Raised in Ontario, the dedicated thespian cut his teeth on comedies and murder mysteries at South Shore Little Theatre. Upon his departure, the company presented him with the Stephen Leacock Plaque after 15 years of service. 

After moving to Alberta in 2001, McGowan was employed in safety training at Bartle and Gibson, western Canada’s leading independent distributor of plumbing, heating, and electrical products.  

Now retired, he is committed to supporting Fort Saskatchewan’s Sheeptown Players as an actor, director, and current president. Deploying tongue-in-cheek humour, McGowan also wrote original scripts such as Burnt Coffee — Grounds for Murder and Four on the Fairway — Links to Murder

Self-Help is McGowan’s first crack at a Foster play and rehearsals are moving along quite decisively. Although the director encourages actors to make personal character choices, he raises the bar by aspiring to a certain precision. 

“It’s different than a lot of plays I do,” said McGowan. “I’m taking it slightly over the top and I want to help the actors emphasize each message the characters bring. I like to keep it clean and crisp and allow the characters to come through the actors. I call myself a taskmaster. I go over the minutiae, but it adds to each character.” 

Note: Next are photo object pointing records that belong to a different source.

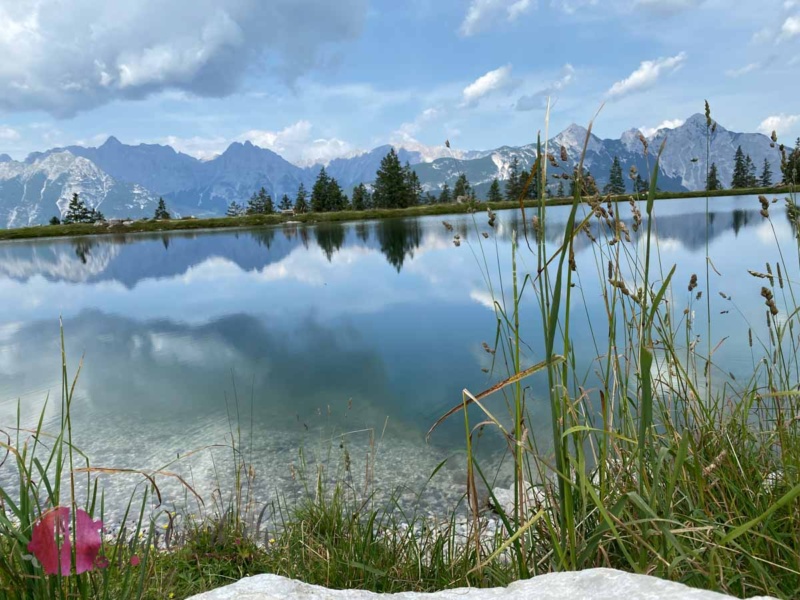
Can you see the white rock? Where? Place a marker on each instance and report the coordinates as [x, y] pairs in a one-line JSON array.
[[592, 584]]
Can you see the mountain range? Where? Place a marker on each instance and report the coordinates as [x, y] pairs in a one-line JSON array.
[[126, 181]]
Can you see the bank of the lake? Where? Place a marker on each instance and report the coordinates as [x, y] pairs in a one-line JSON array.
[[189, 223]]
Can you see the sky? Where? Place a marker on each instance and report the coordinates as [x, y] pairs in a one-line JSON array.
[[318, 79]]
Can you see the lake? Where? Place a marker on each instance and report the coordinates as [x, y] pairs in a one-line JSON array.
[[313, 340]]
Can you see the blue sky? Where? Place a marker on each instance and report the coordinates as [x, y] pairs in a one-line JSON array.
[[315, 79]]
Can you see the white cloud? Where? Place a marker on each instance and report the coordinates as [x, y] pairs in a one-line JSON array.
[[405, 137], [668, 124], [296, 144], [667, 6], [779, 123], [64, 61], [763, 35], [486, 84], [7, 134], [539, 99], [483, 13], [790, 27], [655, 7], [645, 76], [743, 70]]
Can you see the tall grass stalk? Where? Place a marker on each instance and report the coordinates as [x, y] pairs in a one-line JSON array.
[[654, 466]]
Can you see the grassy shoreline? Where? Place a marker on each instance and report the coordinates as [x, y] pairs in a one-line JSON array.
[[150, 226]]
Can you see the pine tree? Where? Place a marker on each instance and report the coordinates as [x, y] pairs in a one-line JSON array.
[[336, 199], [462, 188], [640, 186], [713, 183], [616, 181], [301, 200], [445, 196], [286, 203], [739, 179], [413, 186], [161, 211], [589, 184], [766, 175], [513, 183], [360, 197], [495, 195], [319, 193], [391, 188], [77, 212], [234, 209], [750, 167]]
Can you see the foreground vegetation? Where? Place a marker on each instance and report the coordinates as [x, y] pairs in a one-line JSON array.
[[259, 220], [660, 462]]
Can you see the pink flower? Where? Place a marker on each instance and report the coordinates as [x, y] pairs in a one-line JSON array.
[[54, 526]]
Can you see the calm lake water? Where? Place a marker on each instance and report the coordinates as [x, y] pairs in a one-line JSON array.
[[322, 338]]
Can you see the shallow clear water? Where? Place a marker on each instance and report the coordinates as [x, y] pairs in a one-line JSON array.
[[321, 338]]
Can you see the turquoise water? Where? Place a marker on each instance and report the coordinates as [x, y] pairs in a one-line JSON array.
[[322, 338]]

Self-Help was first produced in February 2011 under the dinner theatre’s original moniker, St. Albert Theatre Arts Guild of Entertainers (STAGE). It was STAGE’s debut production and was applauded by theatre-goers and reviewers. 

Foster is one of Canada’s most produced playwrights, with a knack for writing populist characters immersed in improbable, but humorous, situations that change lives.  

“I think Norm Foster takes the view that self-help people are hucksters. Everyone knows how to be a better person. But everyone needs to be validated. Norm’s take is ‘you are a good person. You don’t need someone to tell you,’” McGowan said. 

In the comedy, Cindy and Hal Savage are a couple of struggling actors trying to make ends meet. Desperate to earn money, they ditch theatre training and devise a self-help technique that makes a fortune. Seven years later, the duo is rich but unhappy, and their carefully constructed façade falls apart when the gardener is discovered dead in the couple’s luxurious home. 

Leading the cast of six as Hal is Rob Beeston, one of the company's long-time staples.  

“Rob’s physicality and tone of voice is the character. He comes across as the consummate actor. This is what he does. This is who he is. He uses his whole body. You don’t miss anything he’s doing.” 

Shelby Murray tackles Cindy and holds her ground. 

“I was familiar with Shelby’s work on stage. She’s brought a physicality and tone of voice without being pretentious. She has such a wonderful attitude. She can be meek and mild, loving to her husband, or she can stand up to Jeremy.” 

In the opposite court, Colin Stewart plays Jeremy Cash, a “slimeball journalist” nosing around for a big scoop. 

“He’s an imposing person and I wanted someone to fill the stage. He’s an investigative journalist with an ego as big as all outdoors. He's intimidating as he speaks, but he’s politely intimidating.” 

Joanne Poplett is back as Ruby Delvecchio, the Self-Help couple’s agent. 

“She’s a businesswoman first and I like Joanne because she’s very strong on stage. I needed someone who could hold her own and not be overshadowed by [Cindy and Hal]. She doesn’t back down. She brings a level of professionalism to Ruby. She’s cutthroat without being cutthroat.” 

New to St. Albert Dinner Theatre is Priscilla Dhaussy as Bernice, the maid. 

“She’s French and her accent sold me on her character. She also has a wonderful innocence that works for the part.” 

And lastly, Tim Kubasek soldiers on as Detective Duncan Snow, a man who strikes out in the romance department. 

“He can do a slow burn. Nothing riles him. He’s also known as the Nervous Comic. He’s able to give a pregnant pause so the audience can fully absorb what he’s said. It’s like Columbo appearing clueless without being clueless.”